The five classical assumptions (LINE + H):

  1. Linearity — the relationship between predictors and the target is linear.
  2. Independence — observations are independent of each other (no autocorrelation in residuals).
  3. Normality — residuals are approximately normally distributed (matters most for inference, not prediction).
  4. Equal variance (homoscedasticity) — the variance of residuals is constant across all levels of the predictors.
  5. No multicollinearity — predictors are not highly correlated with each other.

In practice, linear regression is often surprisingly robust to mild violations of these assumptions, especially when used for prediction rather than inference. The assumptions matter most when you care about the validity of confidence intervals and p-values.


Q2: What happens when linear regression assumptions are violated?

Show answer

Each violation has a different consequence:

  • Non-linearity: predictions will be systematically biased. The model will underfit certain regions of the input space.
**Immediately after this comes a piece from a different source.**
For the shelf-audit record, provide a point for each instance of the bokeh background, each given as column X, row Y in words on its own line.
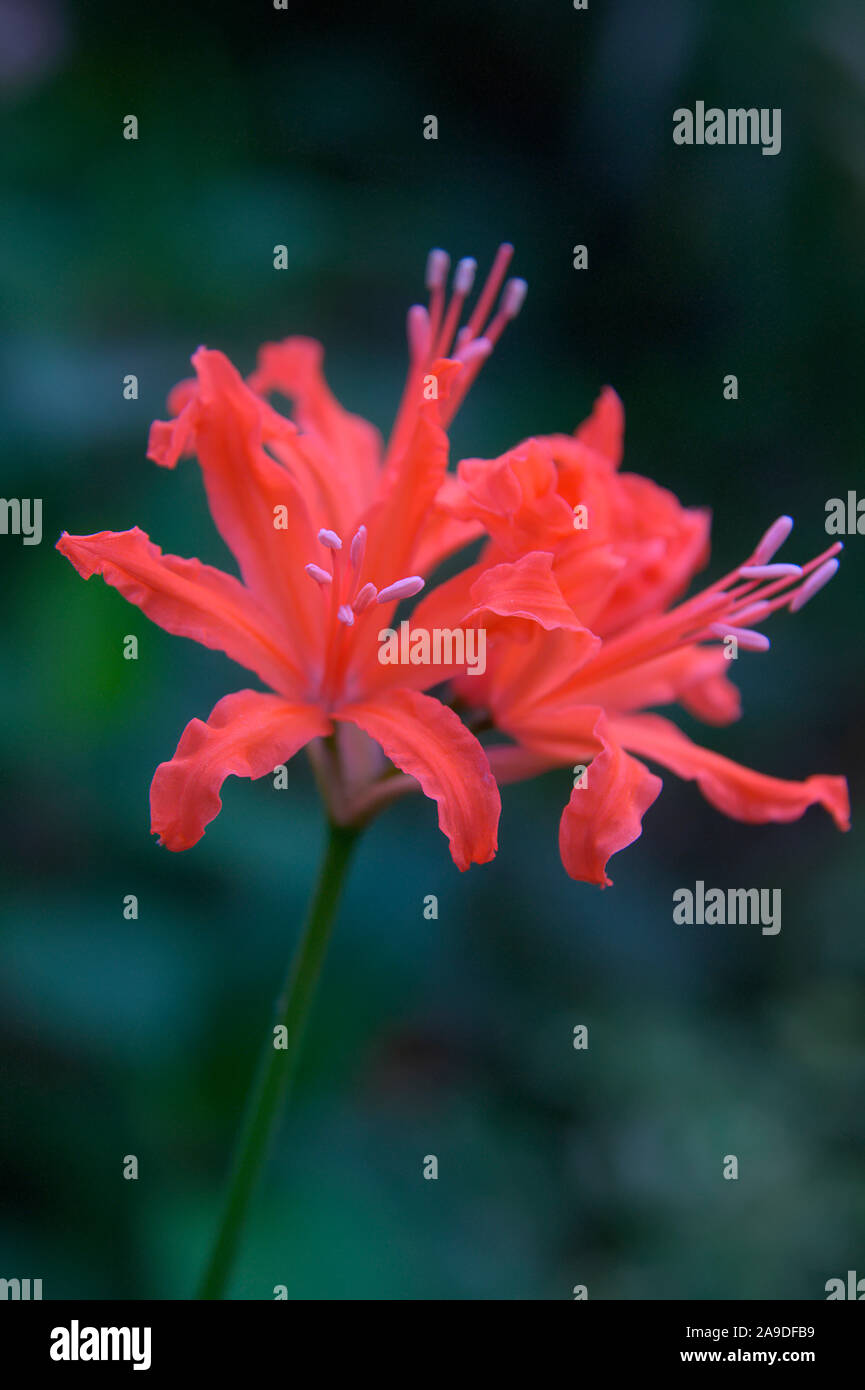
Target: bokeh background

Fix: add polynomial terms, interaction features, or switch to a non-linear model.

  • Autocorrelation in residuals: standard errors are underestimated, making hypothesis tests unreliable. Common in time series. Fix: include lagged features, use time-series-specific models (ARIMA), or use Newey-West standard errors.
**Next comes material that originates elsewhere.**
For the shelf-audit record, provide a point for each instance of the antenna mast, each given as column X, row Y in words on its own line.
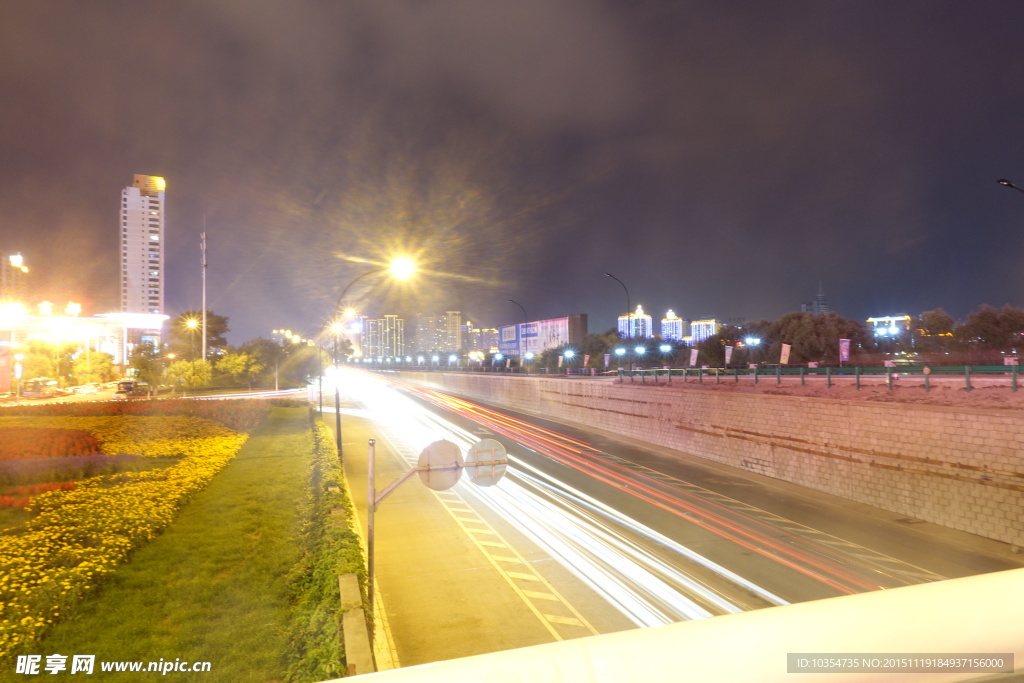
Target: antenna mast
column 202, row 239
  • Non-normal residuals: minor for prediction, problematic for inference. With large samples, the Central Limit Theorem softens this. Fix: transform the target (log, Box-Cox) or switch to quantile regression.

  • Heteroscedasticity: OLS estimates remain unbiased but are no longer efficient — standard errors are wrong. Fix: use weighted least squares, transform the target, or use robust standard errors.
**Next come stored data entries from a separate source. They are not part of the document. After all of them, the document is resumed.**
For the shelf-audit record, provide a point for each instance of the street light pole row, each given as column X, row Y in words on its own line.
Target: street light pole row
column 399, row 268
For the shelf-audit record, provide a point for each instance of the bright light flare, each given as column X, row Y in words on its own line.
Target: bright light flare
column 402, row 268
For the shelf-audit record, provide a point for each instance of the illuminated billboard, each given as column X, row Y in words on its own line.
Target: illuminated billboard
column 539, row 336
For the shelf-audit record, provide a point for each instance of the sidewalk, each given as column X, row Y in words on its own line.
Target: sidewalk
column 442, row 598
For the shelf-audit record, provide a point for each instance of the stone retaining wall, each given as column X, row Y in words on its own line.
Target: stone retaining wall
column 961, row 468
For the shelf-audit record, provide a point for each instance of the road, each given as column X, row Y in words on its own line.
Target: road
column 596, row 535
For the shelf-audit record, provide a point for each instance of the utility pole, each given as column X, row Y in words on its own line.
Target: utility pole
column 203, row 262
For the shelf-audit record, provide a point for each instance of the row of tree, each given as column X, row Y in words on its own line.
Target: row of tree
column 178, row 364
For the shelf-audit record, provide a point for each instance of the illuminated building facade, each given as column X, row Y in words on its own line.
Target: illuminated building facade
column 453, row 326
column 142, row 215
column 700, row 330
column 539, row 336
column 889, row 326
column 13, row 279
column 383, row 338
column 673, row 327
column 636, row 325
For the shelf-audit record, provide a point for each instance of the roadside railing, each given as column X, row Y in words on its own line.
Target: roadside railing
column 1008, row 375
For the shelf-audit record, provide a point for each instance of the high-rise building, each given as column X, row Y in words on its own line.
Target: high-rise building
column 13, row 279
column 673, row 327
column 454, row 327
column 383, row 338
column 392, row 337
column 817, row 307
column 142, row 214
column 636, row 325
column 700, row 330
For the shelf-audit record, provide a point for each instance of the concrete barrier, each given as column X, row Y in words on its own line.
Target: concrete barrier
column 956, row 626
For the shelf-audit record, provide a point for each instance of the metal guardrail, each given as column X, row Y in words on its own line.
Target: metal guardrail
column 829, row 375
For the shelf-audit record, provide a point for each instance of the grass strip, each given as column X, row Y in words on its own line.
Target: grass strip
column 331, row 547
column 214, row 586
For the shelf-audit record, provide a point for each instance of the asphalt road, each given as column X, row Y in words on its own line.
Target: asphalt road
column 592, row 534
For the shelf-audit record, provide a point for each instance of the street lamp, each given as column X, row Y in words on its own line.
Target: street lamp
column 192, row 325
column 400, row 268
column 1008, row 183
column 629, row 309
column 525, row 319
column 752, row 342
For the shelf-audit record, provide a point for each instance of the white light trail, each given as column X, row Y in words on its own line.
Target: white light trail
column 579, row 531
  • Multicollinearity: coefficient estimates become unstable and highly sensitive to small changes in data. Individual coefficients lose interpretability, though predictions remain fine. Fix: remove one of the correlated features, use PCA, or apply Ridge regression.

The most dangerous violations for production models are non-linearity (causes systematic errors) and heteroscedasticity (breaks uncertainty estimates).


Q3: What is the difference between simple and multiple linear regression?

Show answer

Simple linear regression uses a single predictor: y = β₀ + β₁x + ε

Multiple linear regression uses two or more predictors: y = β₀ + β₁x₁ + ... + βₙxₙ + ε

The interpretation of coefficients changes in multiple regression. Each coefficient represents the expected change in y for a one-unit increase in that predictor, holding all other predictors constant. This partial effect interpretation is the key distinction.

Multiple regression also introduces the risk of multicollinearity and requires more data to estimate coefficients reliably. As a rule of thumb, aim for at least 10–20 observations per predictor.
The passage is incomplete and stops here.